AfriTin Mining has decided to implement two additional components to the Phase 1 pilot plant at its Uis tin mine, in Namibia.
To increase plant throughput capacity and flexibility, a third dense medium separation section has been procured and a magnetic separation circuit will be installed in the plant.
This will allow the plant to produce tantalum concentrate alongside the primary tin concentrate.
The improvements are anticipated to result in first concentrate being produced in the second quarter of this year and are expected to increase the overall revenue-generation capability of the pilot plant.
“The additions announced today to the Phase 1 pilot plant will allow for the production of both tin and tantalum concentrates, as well as a larger throughput capacity at [the plant].
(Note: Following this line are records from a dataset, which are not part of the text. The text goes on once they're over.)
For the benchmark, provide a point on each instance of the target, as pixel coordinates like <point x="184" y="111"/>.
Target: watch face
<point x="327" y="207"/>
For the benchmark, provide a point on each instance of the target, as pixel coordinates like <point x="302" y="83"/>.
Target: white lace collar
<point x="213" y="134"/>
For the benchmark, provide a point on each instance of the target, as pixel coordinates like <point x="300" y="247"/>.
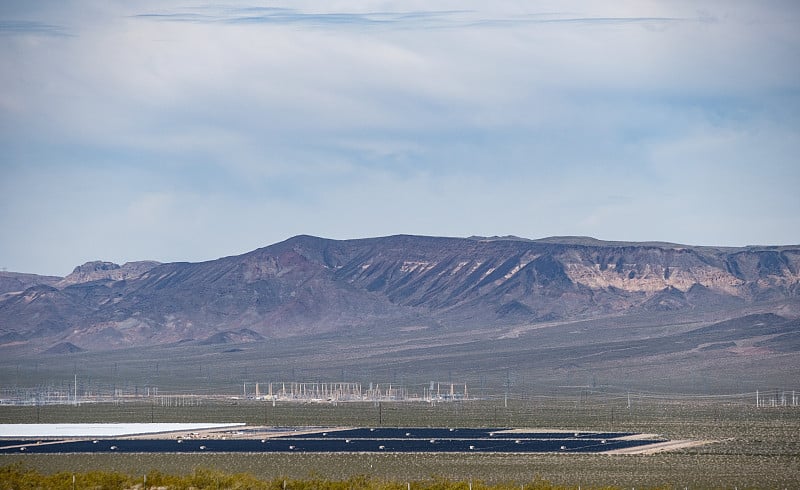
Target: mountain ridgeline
<point x="312" y="286"/>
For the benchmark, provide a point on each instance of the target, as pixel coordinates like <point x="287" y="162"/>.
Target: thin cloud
<point x="286" y="16"/>
<point x="413" y="19"/>
<point x="28" y="27"/>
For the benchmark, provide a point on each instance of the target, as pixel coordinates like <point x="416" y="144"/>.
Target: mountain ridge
<point x="308" y="285"/>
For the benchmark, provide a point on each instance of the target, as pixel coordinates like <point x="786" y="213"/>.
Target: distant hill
<point x="310" y="286"/>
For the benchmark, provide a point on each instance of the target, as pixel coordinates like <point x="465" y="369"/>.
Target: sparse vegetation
<point x="754" y="447"/>
<point x="18" y="476"/>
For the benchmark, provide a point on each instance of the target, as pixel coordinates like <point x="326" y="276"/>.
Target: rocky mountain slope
<point x="311" y="286"/>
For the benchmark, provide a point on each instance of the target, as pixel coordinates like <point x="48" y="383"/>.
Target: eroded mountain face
<point x="309" y="285"/>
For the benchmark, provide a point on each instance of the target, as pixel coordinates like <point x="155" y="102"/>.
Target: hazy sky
<point x="189" y="131"/>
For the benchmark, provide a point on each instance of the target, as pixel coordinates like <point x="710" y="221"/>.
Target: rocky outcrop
<point x="99" y="271"/>
<point x="308" y="285"/>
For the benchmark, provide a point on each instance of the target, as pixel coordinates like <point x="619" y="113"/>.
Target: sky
<point x="188" y="131"/>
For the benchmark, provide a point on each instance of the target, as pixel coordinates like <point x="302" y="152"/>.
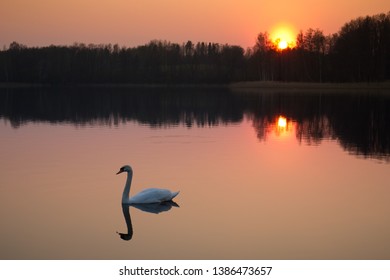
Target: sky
<point x="132" y="23"/>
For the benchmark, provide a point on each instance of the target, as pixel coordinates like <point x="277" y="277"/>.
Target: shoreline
<point x="246" y="86"/>
<point x="309" y="86"/>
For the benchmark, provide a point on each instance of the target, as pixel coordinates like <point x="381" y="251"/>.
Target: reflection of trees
<point x="359" y="121"/>
<point x="111" y="106"/>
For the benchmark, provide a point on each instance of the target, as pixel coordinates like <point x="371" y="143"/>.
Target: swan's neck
<point x="126" y="191"/>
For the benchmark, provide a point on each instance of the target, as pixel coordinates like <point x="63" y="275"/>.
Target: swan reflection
<point x="154" y="208"/>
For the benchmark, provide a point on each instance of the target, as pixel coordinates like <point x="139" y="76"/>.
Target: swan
<point x="151" y="195"/>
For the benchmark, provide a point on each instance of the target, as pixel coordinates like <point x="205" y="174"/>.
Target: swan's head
<point x="125" y="168"/>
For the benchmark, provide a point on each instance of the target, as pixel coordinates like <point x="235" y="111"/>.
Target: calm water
<point x="282" y="175"/>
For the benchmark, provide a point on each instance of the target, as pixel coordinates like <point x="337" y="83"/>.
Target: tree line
<point x="359" y="52"/>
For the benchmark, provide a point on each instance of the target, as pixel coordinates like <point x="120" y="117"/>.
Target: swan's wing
<point x="153" y="195"/>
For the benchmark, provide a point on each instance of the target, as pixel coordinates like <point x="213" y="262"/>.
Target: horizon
<point x="65" y="23"/>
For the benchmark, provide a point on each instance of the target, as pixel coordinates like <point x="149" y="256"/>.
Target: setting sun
<point x="283" y="36"/>
<point x="282" y="45"/>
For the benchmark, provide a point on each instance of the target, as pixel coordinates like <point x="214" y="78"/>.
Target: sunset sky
<point x="133" y="22"/>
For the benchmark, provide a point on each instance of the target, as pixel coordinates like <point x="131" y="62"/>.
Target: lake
<point x="261" y="174"/>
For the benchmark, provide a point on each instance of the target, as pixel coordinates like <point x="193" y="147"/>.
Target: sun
<point x="283" y="36"/>
<point x="282" y="45"/>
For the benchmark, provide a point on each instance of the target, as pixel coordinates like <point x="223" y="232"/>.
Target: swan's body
<point x="151" y="195"/>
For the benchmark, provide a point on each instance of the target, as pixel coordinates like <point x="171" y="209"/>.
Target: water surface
<point x="262" y="175"/>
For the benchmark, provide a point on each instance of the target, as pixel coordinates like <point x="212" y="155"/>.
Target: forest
<point x="359" y="52"/>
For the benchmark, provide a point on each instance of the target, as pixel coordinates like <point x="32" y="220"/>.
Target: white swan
<point x="151" y="195"/>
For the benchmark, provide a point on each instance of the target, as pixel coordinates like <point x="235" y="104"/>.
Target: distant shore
<point x="254" y="86"/>
<point x="296" y="86"/>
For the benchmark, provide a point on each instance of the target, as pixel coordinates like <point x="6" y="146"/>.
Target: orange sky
<point x="134" y="22"/>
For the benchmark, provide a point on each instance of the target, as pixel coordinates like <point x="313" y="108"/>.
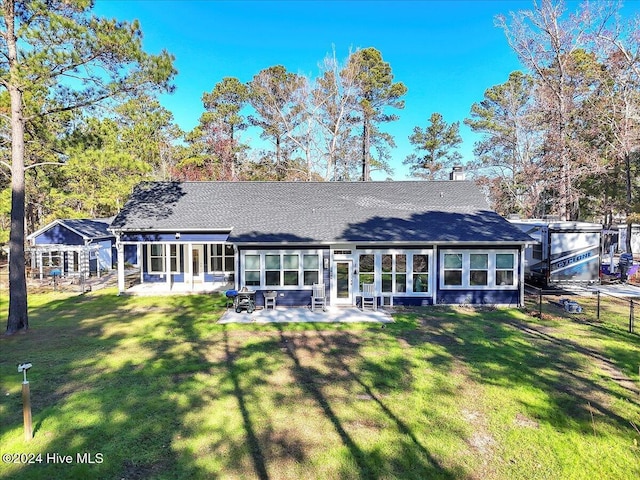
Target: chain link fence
<point x="588" y="305"/>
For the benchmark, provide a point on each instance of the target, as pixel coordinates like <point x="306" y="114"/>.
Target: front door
<point x="197" y="263"/>
<point x="342" y="285"/>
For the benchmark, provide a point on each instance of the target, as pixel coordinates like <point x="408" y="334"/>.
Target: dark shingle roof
<point x="90" y="228"/>
<point x="411" y="211"/>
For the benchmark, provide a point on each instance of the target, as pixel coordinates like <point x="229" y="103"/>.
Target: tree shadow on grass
<point x="97" y="391"/>
<point x="372" y="463"/>
<point x="508" y="352"/>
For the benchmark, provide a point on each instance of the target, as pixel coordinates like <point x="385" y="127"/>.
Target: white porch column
<point x="41" y="268"/>
<point x="521" y="268"/>
<point x="120" y="250"/>
<point x="141" y="260"/>
<point x="189" y="265"/>
<point x="435" y="277"/>
<point x="167" y="264"/>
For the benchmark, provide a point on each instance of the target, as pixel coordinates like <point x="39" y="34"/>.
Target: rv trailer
<point x="564" y="252"/>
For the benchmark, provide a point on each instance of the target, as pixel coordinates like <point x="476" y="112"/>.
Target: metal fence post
<point x="540" y="304"/>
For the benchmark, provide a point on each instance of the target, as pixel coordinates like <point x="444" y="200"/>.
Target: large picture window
<point x="156" y="257"/>
<point x="285" y="269"/>
<point x="366" y="269"/>
<point x="252" y="270"/>
<point x="392" y="272"/>
<point x="221" y="258"/>
<point x="478" y="269"/>
<point x="420" y="273"/>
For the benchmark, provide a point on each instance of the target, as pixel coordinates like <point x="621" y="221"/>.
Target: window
<point x="387" y="272"/>
<point x="505" y="268"/>
<point x="478" y="269"/>
<point x="156" y="252"/>
<point x="311" y="267"/>
<point x="420" y="273"/>
<point x="252" y="270"/>
<point x="272" y="270"/>
<point x="281" y="268"/>
<point x="291" y="264"/>
<point x="453" y="269"/>
<point x="173" y="258"/>
<point x="221" y="258"/>
<point x="401" y="273"/>
<point x="156" y="258"/>
<point x="394" y="273"/>
<point x="366" y="269"/>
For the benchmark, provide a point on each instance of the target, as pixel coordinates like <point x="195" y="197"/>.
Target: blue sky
<point x="447" y="53"/>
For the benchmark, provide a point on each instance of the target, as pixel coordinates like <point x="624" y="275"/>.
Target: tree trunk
<point x="17" y="319"/>
<point x="365" y="150"/>
<point x="629" y="185"/>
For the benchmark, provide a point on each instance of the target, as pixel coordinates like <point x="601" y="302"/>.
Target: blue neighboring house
<point x="418" y="242"/>
<point x="72" y="247"/>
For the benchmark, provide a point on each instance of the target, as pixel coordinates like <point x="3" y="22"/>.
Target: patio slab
<point x="302" y="315"/>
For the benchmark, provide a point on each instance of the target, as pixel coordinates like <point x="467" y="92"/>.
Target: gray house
<point x="418" y="242"/>
<point x="72" y="247"/>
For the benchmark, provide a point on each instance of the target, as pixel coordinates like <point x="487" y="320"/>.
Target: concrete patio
<point x="302" y="314"/>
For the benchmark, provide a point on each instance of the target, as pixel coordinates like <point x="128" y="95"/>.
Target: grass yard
<point x="153" y="388"/>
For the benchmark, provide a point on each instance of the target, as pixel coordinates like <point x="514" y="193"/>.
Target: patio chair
<point x="318" y="296"/>
<point x="369" y="298"/>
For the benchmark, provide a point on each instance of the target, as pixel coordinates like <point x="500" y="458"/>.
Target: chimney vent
<point x="457" y="173"/>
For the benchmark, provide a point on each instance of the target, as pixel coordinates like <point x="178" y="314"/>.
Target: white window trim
<point x="301" y="269"/>
<point x="211" y="256"/>
<point x="409" y="273"/>
<point x="466" y="268"/>
<point x="166" y="249"/>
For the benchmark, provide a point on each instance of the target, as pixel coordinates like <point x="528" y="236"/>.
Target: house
<point x="72" y="247"/>
<point x="418" y="242"/>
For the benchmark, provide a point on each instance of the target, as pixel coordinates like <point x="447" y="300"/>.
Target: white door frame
<point x="200" y="250"/>
<point x="349" y="299"/>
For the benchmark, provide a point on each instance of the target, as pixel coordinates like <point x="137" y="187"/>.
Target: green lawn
<point x="154" y="388"/>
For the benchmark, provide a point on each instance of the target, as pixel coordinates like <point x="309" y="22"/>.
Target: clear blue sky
<point x="447" y="53"/>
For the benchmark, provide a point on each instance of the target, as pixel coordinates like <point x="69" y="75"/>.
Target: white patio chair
<point x="318" y="296"/>
<point x="369" y="298"/>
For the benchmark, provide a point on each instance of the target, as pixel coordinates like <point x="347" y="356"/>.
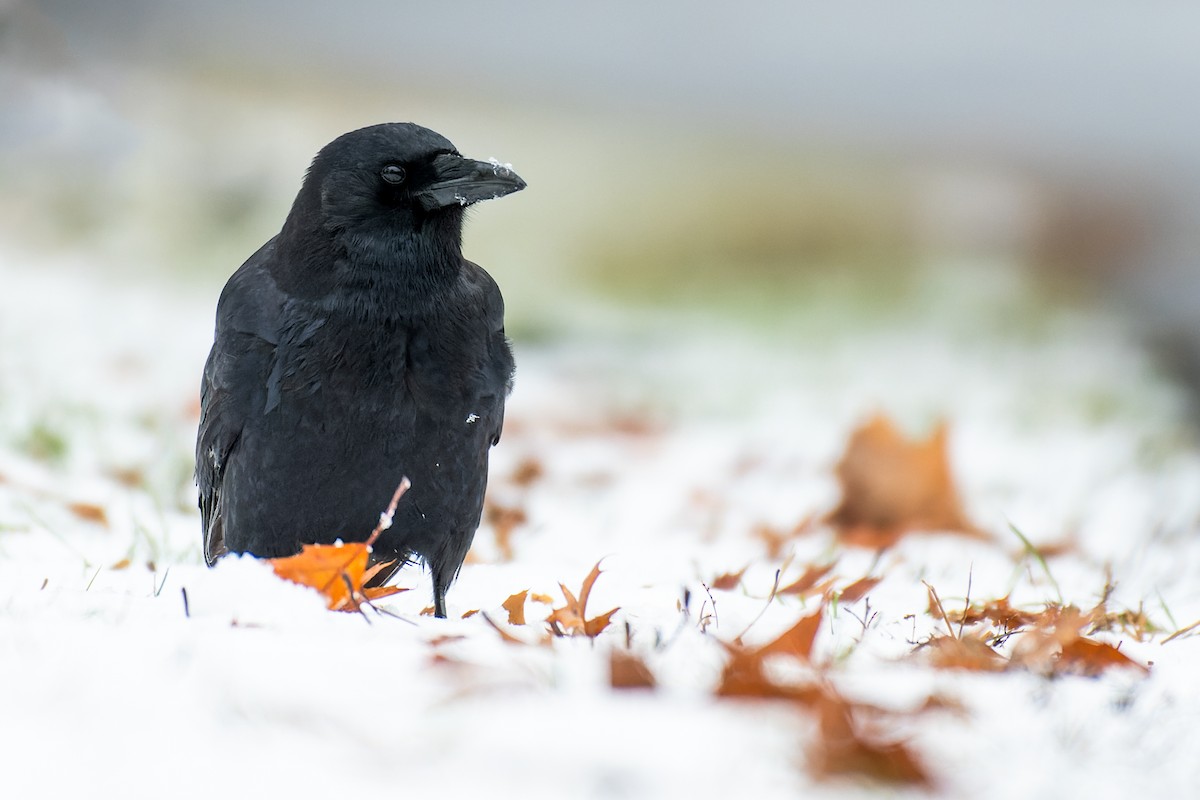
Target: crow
<point x="355" y="348"/>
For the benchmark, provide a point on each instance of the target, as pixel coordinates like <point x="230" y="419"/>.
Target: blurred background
<point x="789" y="164"/>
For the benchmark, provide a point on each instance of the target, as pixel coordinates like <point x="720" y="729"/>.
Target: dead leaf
<point x="627" y="671"/>
<point x="1091" y="657"/>
<point x="571" y="618"/>
<point x="729" y="581"/>
<point x="969" y="653"/>
<point x="843" y="750"/>
<point x="997" y="612"/>
<point x="1056" y="645"/>
<point x="337" y="571"/>
<point x="89" y="511"/>
<point x="340" y="571"/>
<point x="515" y="607"/>
<point x="745" y="675"/>
<point x="892" y="486"/>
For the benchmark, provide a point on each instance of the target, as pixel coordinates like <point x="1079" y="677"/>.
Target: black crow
<point x="355" y="348"/>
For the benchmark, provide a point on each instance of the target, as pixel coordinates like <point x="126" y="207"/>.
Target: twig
<point x="1037" y="555"/>
<point x="966" y="605"/>
<point x="771" y="597"/>
<point x="387" y="516"/>
<point x="703" y="619"/>
<point x="937" y="601"/>
<point x="354" y="599"/>
<point x="165" y="573"/>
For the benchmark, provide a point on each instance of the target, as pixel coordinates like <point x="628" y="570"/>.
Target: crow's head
<point x="397" y="178"/>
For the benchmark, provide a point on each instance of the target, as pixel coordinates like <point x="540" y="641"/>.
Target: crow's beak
<point x="462" y="181"/>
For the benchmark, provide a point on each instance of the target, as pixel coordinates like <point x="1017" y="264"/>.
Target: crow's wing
<point x="485" y="294"/>
<point x="239" y="376"/>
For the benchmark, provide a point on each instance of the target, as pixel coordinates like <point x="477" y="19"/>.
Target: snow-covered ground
<point x="130" y="669"/>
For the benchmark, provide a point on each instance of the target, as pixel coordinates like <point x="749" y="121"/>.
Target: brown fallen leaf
<point x="627" y="671"/>
<point x="843" y="750"/>
<point x="340" y="571"/>
<point x="527" y="471"/>
<point x="1056" y="645"/>
<point x="892" y="486"/>
<point x="997" y="612"/>
<point x="745" y="674"/>
<point x="515" y="607"/>
<point x="571" y="619"/>
<point x="970" y="653"/>
<point x="337" y="571"/>
<point x="90" y="512"/>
“These changes will not only improve revenue from Phase 1 but [will] also allow us to further de-risk the larger Phase 2 production, which is subject to a bankable feasibility study,” AfriTin CEO Anthony Viljoen commented in a release issued on Friday.
AfriTin further reported considerable progress in addressing the infrastructure requirements for the Phase 1 pilot plant and the first phase of production.
A geohydrological study, water drilling and test pumping programme have been completed.
The results of the programme have confirmed the viability of using groundwater sources to supply the pilot plant with the required process water.
Electrical power to the operation will be provided from the existing high-voltage supply line that currently terminates about 1 km from the plant processing site.
The company is now in the process of concluding a supply agreement with the relevant authorities that will allow the plant to be connected to the power grid.
Backup power, in the form of diesel generating sets, is also being installed at site.
Accordingly, the company confirmed that, as a consequence of the additional work, its target date for full-scale concentrate production is now the second quarter of this year.
Phase 1 exploration began at the start of November 2018 with the primary goal of validating the existing historic SRK resource over the V1 and V2 pegmatites.
To date, 18 of the required 26 drill holes have been completed with all finished holes being geotechnically and geologically logged directly onto a new cloud-based geodatabase system.
The core will be assayed and prepared for the declaration of an initial Joint Ore Reserves Committee-compliant resource on the project.